Mar 2, 2016 23:36 GMT  ·  By

Without any formal announcement, it appears that Apple has bought the company responsible for creating an exploit that could permanently infect Mac firmware.

First revealed at the 31C3 security conference at the end of 2014, the Thunderstrike exploit used a vulnerability in Thunderbolt ports to infect the firmware of Apple devices.

The exploit was extremely dangerous since it was also wormable, meaning it could spread from computer to computer if they were connected via their Thunderbolt ports.

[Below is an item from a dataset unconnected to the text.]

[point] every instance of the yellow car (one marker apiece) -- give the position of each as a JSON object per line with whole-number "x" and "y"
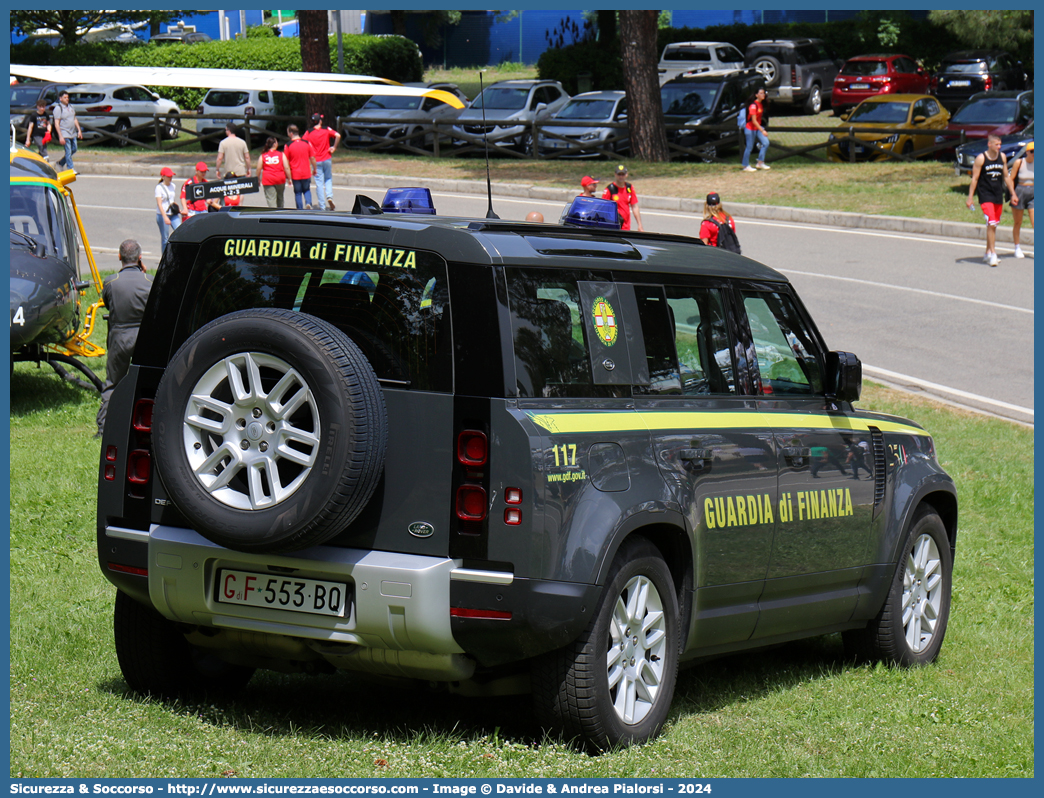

The attack was later expanded in August 2015, when LegbaCore researchers created a more dangerous exploit in the form of an unremovable bootkit that infected Apple's Extensible Firmware Interface (EFI - the successor to BIOS firmware interface), making permanent changes.

Apple approached LegbaCore last summer

According to a MacRumos investigation, it appears that LegbaCore's founders, Xeno Kovah and Corey Kallenberg, were approached by Apple after their Thunderstrike 2 presentation from last August.

Apple apparently asked them to collaborate on "some very interesting and highly impactful work." Soon after that, the two started to wind down all of their existing contracts, and in November 2015, they put their website on ice, announcing they would not be accepting any new collaborations.

The researchers dropped hints about the acquisition all over social media

Since then, Mr. Kovah has continued to drop hints on Twitter about his new "full-time job" at Apple and his work on "low level security."

At last year's 32C3 conference, Trammell Hudson, the researcher who discovered the Thunderstrike attacks dropped hints about the acquisition in his presentation.

It is not uncommon for companies to hire security researchers who hacked them. The last to do so is MacKeeper, a Mac security firm that hired independent security researcher Christ Vickery after he found that one of the company's databases was leaking private information for 13 million users.